For the third time in a year, Iraq has called a halt to U.N. inspections of its weapons programs. This time, President Clinton's response is more muted, less aggressive.

Unlike before, there's no threat of a quick military strike, no talk of crisis."The United States is hardly saying a peep," said Peter Rodman, a former Reagan administration national security aide who is critical of the Clinton policy on Iraq.

Secretary of State Madeleine Albright said Friday the United States reserves the right to use force against Iraq at a time of its choosing "in response to threats."

The new Clinton approach is to encourage the notion that the problem is Iraq's, not America's, and to resist escalation of rhetoric that could foment a military crisis.

When Iraqi President Saddam Hussein refused last fall to permit more U.N. inspections of suspect weapons sites, Washington responded by building up military force in the Persian Gulf. It happened again last February. Each time the crisis was defused, and Saddam backed down, but not before the White House threat-ened to bomb Iraq into submission.

Saddam's capitulation included a promise of full cooperation with the inspectors, enshrined in a Feb. 23 "memorandum of understanding" between Saddam and Kofi Annan, secretary-general of the United Nations.

Despite that, many people - even some inside Clinton's government - concluded that Saddam had gained strength from the encounters.

Then on Aug. 5 Saddam announced a ban on new inspections, and the U.S. reaction was different. The United States deplored the news and deferred to the U.N. Security Council, which did little but call Iraq's defiance "totally unacceptable."

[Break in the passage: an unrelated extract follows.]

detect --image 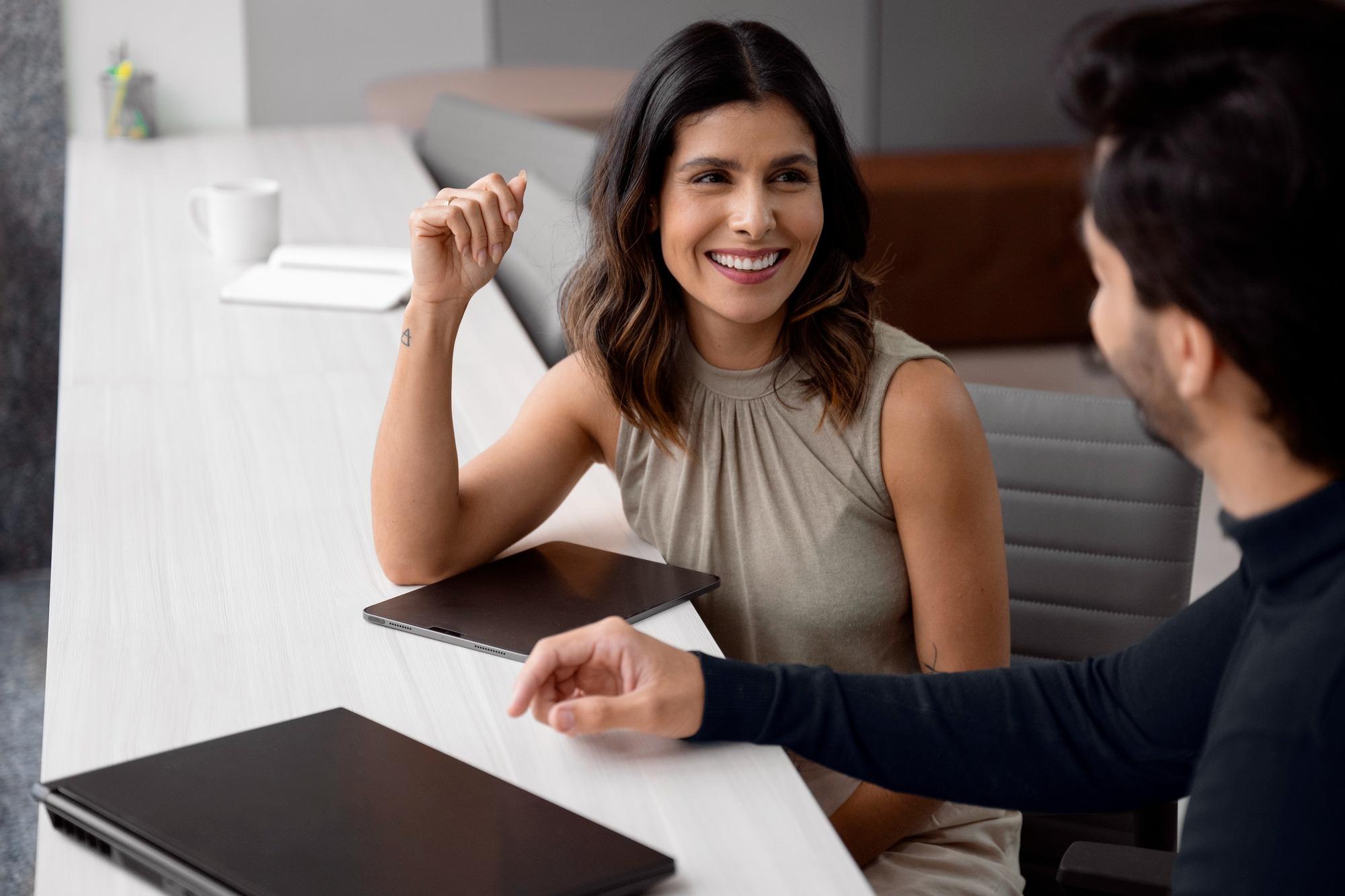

Iraq also has cut off discussions with the U.N. special commission in charge of Iraq's disarmament. Saddam's deputy prime minister, Tariq Aziz, said Iraq will answer no more questions about its forbidden weapons, asserting that all the answers have been given.

Result: The United Nations is doing no unannounced inspections in Iraq, although cameras and other monitoring equipment are still functioning at known weapons sites.